Chapter 13. Making the Case For DBRE

Throughout this book, we have attempted to show how the landscape of database engineering has shifted over the years. Within the context of that landscape, we have enumerated the operational and developmental disciplines that the database reliability engineer (DBRE) must be involved with and how to begin to do so. Finally, we attempted to lay out the current ecosystems of storage, replication, datastores, and architectures, or at least a reasonable subset, to broaden your minds and knowledge.

The reason we feel there is a real need for an emphasis on reliability in not just the job title of the DBRE but in everything they do is because the database is a place where risk and chaos simply has no place. A lot of what is now commonplace in our day-to-day work—virtualization, infrastructure as code, containers, serverless computing, and distributed systems—all came about from risk at areas of computing where risk could be tolerated. Now that they are ubiquitous, it is up to the stewards of one of the organization’s most precious resources, the data, to find paths to bring databases into these paradigms.

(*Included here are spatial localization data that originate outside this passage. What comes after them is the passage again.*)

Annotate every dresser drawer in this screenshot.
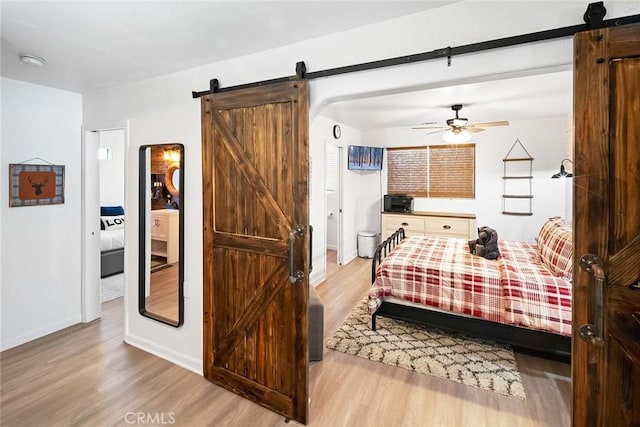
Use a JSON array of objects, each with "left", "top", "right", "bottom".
[
  {"left": 151, "top": 215, "right": 169, "bottom": 239},
  {"left": 425, "top": 217, "right": 471, "bottom": 239},
  {"left": 383, "top": 215, "right": 425, "bottom": 235}
]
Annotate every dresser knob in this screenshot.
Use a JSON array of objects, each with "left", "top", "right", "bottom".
[
  {"left": 401, "top": 222, "right": 409, "bottom": 226},
  {"left": 443, "top": 224, "right": 451, "bottom": 230}
]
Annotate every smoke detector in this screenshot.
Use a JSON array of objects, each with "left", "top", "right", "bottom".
[{"left": 19, "top": 53, "right": 46, "bottom": 67}]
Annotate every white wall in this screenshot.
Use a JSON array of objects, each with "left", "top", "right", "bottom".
[
  {"left": 364, "top": 116, "right": 569, "bottom": 242},
  {"left": 81, "top": 2, "right": 635, "bottom": 373},
  {"left": 1, "top": 78, "right": 82, "bottom": 350},
  {"left": 99, "top": 129, "right": 125, "bottom": 207}
]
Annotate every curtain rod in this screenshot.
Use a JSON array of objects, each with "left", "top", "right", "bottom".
[{"left": 192, "top": 2, "right": 640, "bottom": 98}]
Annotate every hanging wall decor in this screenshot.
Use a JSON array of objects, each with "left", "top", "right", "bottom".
[
  {"left": 502, "top": 139, "right": 533, "bottom": 216},
  {"left": 8, "top": 162, "right": 65, "bottom": 207}
]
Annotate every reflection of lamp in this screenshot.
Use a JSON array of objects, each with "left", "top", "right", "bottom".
[
  {"left": 163, "top": 149, "right": 181, "bottom": 162},
  {"left": 442, "top": 129, "right": 472, "bottom": 144},
  {"left": 551, "top": 158, "right": 574, "bottom": 178}
]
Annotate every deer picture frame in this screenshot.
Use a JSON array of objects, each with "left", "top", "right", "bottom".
[{"left": 8, "top": 163, "right": 65, "bottom": 207}]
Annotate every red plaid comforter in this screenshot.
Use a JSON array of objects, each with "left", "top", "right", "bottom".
[{"left": 370, "top": 236, "right": 572, "bottom": 336}]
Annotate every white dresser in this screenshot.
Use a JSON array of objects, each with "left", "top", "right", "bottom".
[
  {"left": 150, "top": 209, "right": 180, "bottom": 264},
  {"left": 382, "top": 211, "right": 476, "bottom": 239}
]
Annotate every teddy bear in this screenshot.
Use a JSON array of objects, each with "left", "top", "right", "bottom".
[{"left": 468, "top": 226, "right": 500, "bottom": 260}]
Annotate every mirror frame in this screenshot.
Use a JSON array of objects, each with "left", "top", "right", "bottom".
[
  {"left": 165, "top": 163, "right": 181, "bottom": 197},
  {"left": 138, "top": 143, "right": 185, "bottom": 327}
]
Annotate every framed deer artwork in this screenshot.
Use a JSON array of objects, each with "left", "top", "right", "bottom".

A lot of this work is still aspirational. There is only so much risk that can be tolerated within any organization when data comes into play. Thus, how we introduce these concepts to the rest of the organization, or how we respond to others doing so, becomes an actual discipline and job function for us. It is not enough to have the vision and the intent, we must simultaneously find ways to introduce this vision in such a way to be successful.

In this chapter, we show you how to shepherd a culture of database reliability into your organizations, now and into the future. You will get some ideas on ways to become involved in a wide range of functions within the organization while representing and speaking up for database reliability engineering.

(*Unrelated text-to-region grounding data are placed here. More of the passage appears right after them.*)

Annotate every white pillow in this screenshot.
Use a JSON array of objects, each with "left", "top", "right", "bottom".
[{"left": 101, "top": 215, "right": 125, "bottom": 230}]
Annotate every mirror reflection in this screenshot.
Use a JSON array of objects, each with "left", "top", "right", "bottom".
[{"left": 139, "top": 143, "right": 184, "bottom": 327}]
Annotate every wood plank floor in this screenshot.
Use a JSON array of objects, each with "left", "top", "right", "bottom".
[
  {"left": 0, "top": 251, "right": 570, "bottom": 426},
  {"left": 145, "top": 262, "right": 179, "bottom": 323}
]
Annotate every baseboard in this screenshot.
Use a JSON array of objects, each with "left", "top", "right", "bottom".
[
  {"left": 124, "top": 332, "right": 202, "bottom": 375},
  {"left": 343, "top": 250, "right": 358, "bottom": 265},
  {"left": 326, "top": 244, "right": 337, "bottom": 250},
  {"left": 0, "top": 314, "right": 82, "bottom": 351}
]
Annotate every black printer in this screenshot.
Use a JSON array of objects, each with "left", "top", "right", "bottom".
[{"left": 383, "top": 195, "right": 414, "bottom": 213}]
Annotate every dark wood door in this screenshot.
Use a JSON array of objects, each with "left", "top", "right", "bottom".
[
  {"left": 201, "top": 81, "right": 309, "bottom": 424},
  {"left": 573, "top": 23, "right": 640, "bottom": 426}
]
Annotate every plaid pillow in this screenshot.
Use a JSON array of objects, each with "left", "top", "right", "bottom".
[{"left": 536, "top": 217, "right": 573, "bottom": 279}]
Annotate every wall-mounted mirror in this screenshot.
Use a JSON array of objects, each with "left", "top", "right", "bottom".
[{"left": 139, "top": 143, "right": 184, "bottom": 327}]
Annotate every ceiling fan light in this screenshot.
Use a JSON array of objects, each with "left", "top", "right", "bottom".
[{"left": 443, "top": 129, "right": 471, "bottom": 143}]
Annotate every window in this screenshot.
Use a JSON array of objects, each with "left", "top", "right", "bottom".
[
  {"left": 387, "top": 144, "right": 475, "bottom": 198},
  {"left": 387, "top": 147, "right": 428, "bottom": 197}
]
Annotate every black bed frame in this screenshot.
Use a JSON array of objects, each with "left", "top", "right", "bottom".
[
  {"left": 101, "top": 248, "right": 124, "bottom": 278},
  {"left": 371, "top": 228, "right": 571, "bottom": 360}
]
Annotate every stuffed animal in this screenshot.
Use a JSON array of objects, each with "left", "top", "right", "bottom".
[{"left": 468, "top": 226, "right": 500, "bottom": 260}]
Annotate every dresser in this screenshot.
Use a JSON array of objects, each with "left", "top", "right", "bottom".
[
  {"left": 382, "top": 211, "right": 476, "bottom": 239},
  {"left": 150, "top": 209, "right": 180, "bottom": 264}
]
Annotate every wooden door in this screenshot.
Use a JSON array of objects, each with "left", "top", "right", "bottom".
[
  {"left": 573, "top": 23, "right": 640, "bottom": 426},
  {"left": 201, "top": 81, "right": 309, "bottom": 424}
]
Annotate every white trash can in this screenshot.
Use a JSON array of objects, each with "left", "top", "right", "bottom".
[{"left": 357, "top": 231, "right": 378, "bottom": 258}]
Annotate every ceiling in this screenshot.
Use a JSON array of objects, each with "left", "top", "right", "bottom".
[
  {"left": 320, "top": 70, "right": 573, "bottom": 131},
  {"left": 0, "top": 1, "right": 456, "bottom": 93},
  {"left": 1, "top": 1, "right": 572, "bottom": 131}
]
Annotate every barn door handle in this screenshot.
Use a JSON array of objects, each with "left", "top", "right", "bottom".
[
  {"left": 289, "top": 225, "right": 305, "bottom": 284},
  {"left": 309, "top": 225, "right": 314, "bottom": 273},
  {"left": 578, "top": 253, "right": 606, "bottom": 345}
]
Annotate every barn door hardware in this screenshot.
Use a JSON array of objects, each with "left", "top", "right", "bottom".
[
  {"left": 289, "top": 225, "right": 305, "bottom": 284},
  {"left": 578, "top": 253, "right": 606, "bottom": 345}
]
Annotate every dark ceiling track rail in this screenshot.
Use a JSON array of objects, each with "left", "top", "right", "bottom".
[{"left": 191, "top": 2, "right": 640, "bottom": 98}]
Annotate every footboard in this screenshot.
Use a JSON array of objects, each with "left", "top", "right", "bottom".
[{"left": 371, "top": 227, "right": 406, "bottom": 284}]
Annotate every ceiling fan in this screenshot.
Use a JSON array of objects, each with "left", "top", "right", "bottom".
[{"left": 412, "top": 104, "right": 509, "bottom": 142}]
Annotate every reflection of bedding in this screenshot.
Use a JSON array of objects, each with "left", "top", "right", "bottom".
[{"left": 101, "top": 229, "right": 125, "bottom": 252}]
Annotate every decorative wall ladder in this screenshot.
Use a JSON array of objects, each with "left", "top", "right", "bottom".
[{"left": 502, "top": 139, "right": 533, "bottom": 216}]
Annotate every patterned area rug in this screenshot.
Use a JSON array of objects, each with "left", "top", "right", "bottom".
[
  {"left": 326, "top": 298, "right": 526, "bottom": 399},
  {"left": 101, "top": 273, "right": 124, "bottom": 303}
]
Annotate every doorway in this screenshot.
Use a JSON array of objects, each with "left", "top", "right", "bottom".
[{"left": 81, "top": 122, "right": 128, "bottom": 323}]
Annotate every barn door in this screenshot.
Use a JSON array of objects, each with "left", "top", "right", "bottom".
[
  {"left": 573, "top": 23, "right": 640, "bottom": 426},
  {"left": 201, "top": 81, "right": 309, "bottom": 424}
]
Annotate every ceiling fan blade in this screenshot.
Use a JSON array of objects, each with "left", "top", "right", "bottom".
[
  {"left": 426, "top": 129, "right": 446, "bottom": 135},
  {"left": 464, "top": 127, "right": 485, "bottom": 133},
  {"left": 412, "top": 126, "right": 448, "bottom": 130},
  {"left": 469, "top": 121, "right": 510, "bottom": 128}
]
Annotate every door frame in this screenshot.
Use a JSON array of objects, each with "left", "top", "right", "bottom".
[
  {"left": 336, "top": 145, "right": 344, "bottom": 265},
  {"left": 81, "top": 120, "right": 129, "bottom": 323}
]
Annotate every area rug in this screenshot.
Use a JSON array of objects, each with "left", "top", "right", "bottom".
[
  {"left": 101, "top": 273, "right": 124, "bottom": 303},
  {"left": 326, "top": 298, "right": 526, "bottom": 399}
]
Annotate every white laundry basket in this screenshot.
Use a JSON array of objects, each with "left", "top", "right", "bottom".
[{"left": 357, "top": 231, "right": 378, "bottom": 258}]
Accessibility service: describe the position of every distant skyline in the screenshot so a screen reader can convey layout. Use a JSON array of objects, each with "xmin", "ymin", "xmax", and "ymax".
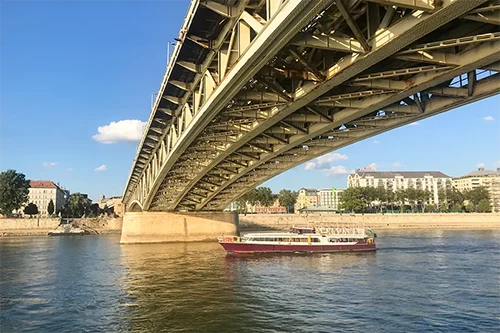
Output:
[{"xmin": 1, "ymin": 1, "xmax": 499, "ymax": 201}]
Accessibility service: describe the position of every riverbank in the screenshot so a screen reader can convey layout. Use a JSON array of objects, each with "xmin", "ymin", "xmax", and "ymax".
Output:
[
  {"xmin": 0, "ymin": 217, "xmax": 122, "ymax": 237},
  {"xmin": 239, "ymin": 213, "xmax": 500, "ymax": 232}
]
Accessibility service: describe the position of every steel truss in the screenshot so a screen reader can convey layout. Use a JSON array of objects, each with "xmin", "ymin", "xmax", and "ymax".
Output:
[{"xmin": 123, "ymin": 0, "xmax": 500, "ymax": 212}]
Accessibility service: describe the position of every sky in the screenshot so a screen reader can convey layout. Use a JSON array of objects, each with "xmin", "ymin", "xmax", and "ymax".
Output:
[{"xmin": 1, "ymin": 1, "xmax": 499, "ymax": 202}]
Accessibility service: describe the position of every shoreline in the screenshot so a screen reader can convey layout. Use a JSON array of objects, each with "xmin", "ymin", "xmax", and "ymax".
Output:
[
  {"xmin": 239, "ymin": 212, "xmax": 500, "ymax": 233},
  {"xmin": 0, "ymin": 229, "xmax": 122, "ymax": 237}
]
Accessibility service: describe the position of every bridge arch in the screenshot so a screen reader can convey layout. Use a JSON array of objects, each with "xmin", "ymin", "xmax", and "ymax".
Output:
[
  {"xmin": 123, "ymin": 0, "xmax": 500, "ymax": 212},
  {"xmin": 127, "ymin": 200, "xmax": 144, "ymax": 212}
]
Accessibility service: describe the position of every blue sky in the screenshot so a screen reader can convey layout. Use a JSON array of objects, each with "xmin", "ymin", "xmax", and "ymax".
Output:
[{"xmin": 1, "ymin": 1, "xmax": 499, "ymax": 201}]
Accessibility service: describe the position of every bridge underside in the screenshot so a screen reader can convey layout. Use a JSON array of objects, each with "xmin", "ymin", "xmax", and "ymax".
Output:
[{"xmin": 123, "ymin": 0, "xmax": 500, "ymax": 212}]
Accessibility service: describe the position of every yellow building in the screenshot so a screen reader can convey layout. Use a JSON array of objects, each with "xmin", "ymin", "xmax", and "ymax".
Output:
[
  {"xmin": 453, "ymin": 168, "xmax": 500, "ymax": 212},
  {"xmin": 294, "ymin": 188, "xmax": 319, "ymax": 212}
]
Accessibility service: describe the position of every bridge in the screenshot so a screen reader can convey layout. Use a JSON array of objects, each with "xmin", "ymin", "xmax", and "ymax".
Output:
[{"xmin": 120, "ymin": 0, "xmax": 500, "ymax": 243}]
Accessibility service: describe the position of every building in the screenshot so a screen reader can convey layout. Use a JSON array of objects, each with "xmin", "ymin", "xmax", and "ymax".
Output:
[
  {"xmin": 294, "ymin": 188, "xmax": 319, "ymax": 212},
  {"xmin": 318, "ymin": 188, "xmax": 345, "ymax": 211},
  {"xmin": 97, "ymin": 195, "xmax": 125, "ymax": 217},
  {"xmin": 255, "ymin": 199, "xmax": 287, "ymax": 214},
  {"xmin": 453, "ymin": 167, "xmax": 500, "ymax": 212},
  {"xmin": 347, "ymin": 171, "xmax": 452, "ymax": 204},
  {"xmin": 26, "ymin": 180, "xmax": 68, "ymax": 216}
]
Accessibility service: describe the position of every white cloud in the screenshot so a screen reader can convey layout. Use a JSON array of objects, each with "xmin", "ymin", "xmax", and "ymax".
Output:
[
  {"xmin": 408, "ymin": 122, "xmax": 419, "ymax": 126},
  {"xmin": 476, "ymin": 162, "xmax": 486, "ymax": 168},
  {"xmin": 92, "ymin": 119, "xmax": 146, "ymax": 144},
  {"xmin": 373, "ymin": 140, "xmax": 380, "ymax": 144},
  {"xmin": 304, "ymin": 152, "xmax": 348, "ymax": 171},
  {"xmin": 323, "ymin": 166, "xmax": 353, "ymax": 177},
  {"xmin": 43, "ymin": 162, "xmax": 57, "ymax": 168},
  {"xmin": 392, "ymin": 162, "xmax": 402, "ymax": 168},
  {"xmin": 494, "ymin": 161, "xmax": 500, "ymax": 167},
  {"xmin": 94, "ymin": 165, "xmax": 107, "ymax": 172},
  {"xmin": 366, "ymin": 162, "xmax": 377, "ymax": 171},
  {"xmin": 484, "ymin": 116, "xmax": 494, "ymax": 122},
  {"xmin": 67, "ymin": 168, "xmax": 73, "ymax": 172}
]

A Culture of Database Reliability

What does a culture of database reliability look like and how can you promote it? There are many items that people think of when they think of reliability culture that are not specific to the database world:

  • Blameless post-mortems

  • Automating away repetitive work

  • Structured and rational decision making

This all makes sense, and everyone within an operations or site reliability engineer (SRE) organization should constantly be working toward this. But what should we, as DBREs or people who want to become DBREs, foster in our own environments? Here, we go over some approaches to become involved, to inject reliability culture, and to bring our expertise as DBREs to the rest of the organization.

Breaking-Down Barriers

The DBA who maintains isolation away from the other teams that interact with the datastore will simply not be successful. To be effective, we absolutely need to be active team members and partners at a much higher layer of abstraction than the one in which we have traditionally functioned. There is an inherent challenge in this because the database role is not one that is generally highly populated. Throughout the book, we have stressed that the database role simply cannot scale to the number of developers and operations engineers who will be working with them.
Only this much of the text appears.